The $320 million funding also includes a focus on increasing digital equity through developing ‘new and innovative ways for people to access health care through digital means’ so Māori, Pasifika and those who traditionally have not engaged with health services have the same level of access to services as others’.
Also included in the Budget funding is up to $155.3 million over the next four years for data and digital infrastructure work at Dunedin hospital as part of the Southern Health System Digital Transformation Programme which includes enabling it to deliver digital solutions across the wider Southern health system.
Funding of up to $125.3 million will be used to retain and expand selected capability and infrastructure developed as part of the Covid-19 response.

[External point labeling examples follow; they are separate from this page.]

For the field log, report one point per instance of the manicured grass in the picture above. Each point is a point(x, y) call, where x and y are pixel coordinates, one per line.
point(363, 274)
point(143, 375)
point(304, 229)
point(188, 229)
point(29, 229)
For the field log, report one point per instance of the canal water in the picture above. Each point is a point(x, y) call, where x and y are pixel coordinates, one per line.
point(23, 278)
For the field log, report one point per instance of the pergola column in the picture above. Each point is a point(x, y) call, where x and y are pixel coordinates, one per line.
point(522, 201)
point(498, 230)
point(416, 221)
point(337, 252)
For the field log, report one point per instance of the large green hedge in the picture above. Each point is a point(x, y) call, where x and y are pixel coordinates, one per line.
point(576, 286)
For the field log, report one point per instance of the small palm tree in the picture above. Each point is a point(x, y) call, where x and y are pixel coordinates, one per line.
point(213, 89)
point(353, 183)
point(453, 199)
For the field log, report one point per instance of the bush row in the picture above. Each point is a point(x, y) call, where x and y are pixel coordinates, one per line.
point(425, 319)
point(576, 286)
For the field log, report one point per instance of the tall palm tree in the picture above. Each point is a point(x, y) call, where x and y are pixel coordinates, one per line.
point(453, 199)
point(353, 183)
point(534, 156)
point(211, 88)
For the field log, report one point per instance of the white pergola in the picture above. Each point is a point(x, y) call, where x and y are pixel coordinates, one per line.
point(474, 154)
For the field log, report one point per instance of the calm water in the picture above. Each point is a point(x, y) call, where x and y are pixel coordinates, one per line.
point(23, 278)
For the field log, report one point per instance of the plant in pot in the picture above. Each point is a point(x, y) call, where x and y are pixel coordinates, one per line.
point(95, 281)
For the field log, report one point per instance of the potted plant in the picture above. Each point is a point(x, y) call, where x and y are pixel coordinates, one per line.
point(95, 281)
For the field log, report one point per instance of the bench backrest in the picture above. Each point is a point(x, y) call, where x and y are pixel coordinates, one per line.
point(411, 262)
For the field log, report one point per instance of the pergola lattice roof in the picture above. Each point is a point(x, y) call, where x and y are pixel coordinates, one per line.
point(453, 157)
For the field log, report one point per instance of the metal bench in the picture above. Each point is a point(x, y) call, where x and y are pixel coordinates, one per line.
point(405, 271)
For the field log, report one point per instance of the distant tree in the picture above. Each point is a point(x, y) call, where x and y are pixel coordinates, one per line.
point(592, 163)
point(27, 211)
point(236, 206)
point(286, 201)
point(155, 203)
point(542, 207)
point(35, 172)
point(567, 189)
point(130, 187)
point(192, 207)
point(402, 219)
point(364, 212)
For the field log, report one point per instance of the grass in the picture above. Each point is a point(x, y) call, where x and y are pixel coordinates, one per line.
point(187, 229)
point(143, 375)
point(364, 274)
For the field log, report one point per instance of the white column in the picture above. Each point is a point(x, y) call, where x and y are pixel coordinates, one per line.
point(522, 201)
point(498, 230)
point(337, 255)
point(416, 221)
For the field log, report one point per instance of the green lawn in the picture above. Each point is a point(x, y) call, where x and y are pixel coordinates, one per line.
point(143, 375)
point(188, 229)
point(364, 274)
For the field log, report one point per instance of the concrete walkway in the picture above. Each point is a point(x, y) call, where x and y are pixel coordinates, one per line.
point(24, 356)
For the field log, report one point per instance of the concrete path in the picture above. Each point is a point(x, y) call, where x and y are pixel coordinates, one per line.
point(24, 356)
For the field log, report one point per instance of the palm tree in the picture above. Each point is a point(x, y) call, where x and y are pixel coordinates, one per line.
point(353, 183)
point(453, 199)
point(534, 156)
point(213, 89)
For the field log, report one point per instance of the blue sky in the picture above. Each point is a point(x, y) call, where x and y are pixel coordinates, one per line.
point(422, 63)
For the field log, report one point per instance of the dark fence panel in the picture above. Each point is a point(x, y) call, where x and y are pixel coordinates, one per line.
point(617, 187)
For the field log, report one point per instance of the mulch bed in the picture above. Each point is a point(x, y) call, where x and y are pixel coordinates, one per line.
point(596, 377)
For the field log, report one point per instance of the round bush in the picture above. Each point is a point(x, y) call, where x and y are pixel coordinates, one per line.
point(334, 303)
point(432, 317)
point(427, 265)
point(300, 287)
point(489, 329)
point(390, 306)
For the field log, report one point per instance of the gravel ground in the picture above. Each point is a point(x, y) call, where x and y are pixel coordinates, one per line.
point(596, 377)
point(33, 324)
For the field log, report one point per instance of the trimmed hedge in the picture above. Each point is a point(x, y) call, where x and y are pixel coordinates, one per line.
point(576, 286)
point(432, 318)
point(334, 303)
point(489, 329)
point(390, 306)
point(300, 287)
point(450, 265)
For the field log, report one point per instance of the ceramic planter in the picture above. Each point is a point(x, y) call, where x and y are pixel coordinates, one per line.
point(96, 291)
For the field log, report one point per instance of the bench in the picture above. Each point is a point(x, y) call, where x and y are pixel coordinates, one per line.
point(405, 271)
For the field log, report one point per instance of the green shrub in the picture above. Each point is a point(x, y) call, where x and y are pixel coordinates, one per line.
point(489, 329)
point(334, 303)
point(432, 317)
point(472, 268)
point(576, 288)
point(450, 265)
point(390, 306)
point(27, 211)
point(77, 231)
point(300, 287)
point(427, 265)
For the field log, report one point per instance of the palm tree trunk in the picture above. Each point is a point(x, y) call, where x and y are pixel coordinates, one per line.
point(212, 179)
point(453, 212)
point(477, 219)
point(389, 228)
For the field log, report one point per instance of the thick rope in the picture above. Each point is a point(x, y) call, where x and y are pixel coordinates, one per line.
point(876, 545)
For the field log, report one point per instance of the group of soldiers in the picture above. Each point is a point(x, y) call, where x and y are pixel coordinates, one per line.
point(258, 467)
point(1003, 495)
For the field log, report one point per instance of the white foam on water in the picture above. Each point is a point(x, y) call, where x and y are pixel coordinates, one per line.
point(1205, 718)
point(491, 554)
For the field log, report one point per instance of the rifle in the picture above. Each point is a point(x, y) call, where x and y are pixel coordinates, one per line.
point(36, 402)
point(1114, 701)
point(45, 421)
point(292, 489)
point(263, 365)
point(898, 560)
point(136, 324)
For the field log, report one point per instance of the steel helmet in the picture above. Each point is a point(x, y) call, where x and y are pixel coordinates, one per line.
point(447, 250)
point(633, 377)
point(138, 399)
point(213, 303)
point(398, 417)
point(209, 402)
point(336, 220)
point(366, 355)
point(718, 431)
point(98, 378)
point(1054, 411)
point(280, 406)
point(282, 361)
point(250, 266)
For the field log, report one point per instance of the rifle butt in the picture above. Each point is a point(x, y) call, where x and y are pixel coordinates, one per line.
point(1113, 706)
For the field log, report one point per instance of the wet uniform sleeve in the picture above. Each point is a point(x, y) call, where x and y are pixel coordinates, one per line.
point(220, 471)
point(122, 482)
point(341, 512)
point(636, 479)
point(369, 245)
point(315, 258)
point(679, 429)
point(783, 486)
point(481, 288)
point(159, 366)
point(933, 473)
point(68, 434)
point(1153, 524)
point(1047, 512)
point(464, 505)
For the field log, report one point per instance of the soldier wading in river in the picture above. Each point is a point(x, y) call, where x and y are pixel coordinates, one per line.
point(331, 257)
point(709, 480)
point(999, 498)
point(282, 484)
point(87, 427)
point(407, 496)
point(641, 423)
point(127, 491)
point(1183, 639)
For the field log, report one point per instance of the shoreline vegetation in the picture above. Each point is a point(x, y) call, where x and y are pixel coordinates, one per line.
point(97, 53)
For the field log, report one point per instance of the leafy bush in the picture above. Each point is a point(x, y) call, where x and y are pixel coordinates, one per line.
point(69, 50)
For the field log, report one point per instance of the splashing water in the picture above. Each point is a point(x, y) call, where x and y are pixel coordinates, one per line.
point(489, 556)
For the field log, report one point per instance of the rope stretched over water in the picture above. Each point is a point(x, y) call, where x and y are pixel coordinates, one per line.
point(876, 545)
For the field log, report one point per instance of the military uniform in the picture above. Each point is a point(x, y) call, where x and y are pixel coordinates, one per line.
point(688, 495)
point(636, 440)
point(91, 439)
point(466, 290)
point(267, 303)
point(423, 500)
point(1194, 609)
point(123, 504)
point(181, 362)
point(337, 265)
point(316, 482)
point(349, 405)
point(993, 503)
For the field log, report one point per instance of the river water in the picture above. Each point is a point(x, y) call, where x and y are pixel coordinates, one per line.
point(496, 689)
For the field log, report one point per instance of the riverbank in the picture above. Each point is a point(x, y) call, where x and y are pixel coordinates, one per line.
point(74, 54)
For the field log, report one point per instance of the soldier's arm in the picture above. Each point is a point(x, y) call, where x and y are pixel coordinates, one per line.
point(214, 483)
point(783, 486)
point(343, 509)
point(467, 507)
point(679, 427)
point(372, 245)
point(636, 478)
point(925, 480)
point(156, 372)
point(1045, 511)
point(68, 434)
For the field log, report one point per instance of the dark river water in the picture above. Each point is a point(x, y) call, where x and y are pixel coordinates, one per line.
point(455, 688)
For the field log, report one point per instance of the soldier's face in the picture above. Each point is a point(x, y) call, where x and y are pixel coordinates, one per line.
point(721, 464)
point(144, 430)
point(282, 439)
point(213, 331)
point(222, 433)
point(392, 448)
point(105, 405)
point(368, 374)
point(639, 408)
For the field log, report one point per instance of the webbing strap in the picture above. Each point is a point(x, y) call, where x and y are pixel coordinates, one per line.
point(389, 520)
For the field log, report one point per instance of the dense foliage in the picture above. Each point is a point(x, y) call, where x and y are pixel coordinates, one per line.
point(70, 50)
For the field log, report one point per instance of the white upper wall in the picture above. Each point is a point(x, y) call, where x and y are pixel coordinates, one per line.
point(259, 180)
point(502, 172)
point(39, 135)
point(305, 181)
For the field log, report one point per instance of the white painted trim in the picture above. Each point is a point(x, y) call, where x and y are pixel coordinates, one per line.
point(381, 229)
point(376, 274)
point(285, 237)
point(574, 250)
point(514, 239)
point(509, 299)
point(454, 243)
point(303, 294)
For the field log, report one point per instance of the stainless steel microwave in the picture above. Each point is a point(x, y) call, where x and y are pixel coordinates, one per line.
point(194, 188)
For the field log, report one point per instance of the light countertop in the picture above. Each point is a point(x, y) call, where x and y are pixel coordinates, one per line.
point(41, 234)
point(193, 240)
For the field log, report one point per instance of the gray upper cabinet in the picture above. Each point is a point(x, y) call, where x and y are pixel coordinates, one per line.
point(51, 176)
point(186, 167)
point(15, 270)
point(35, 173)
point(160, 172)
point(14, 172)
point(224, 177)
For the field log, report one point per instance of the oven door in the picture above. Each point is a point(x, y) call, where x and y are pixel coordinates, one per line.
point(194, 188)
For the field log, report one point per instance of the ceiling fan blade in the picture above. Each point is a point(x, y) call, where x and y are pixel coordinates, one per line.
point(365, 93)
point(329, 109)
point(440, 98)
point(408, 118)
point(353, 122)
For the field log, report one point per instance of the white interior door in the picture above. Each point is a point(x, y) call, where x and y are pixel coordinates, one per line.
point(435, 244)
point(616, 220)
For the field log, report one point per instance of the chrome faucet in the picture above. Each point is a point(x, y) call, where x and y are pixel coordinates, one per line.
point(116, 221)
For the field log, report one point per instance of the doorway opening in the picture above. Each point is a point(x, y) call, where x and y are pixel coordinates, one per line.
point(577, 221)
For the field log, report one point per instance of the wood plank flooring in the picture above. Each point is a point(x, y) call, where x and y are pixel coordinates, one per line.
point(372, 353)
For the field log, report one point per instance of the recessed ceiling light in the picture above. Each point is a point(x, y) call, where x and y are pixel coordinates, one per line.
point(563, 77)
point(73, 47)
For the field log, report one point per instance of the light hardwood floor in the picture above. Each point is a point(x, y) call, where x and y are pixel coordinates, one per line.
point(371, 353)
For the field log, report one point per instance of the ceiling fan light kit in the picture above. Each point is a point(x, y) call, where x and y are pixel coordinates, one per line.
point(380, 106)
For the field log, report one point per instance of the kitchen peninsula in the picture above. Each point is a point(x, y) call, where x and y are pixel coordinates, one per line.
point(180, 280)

“This will ensure we continue to be prepared for any future pandemics and will provide a basis for transforming the delivery of future public health programmes which could include, for example, measles, rheumatic fever, screening and child wellbeing programmes,” the Ministry of Health says.
But while Jensen says the Budget funding acknowledges that digital health is a critical key enabler for the new health system structure, she says there’s still a long way to go.
“We are playing catch up due to the disparate way digital health systems have developed, and the aged legacy systems we have.
“Strong investment must continue if we are to have an Aotearoa New Zealand with a world-leading health and disability system, enabled by digital health.”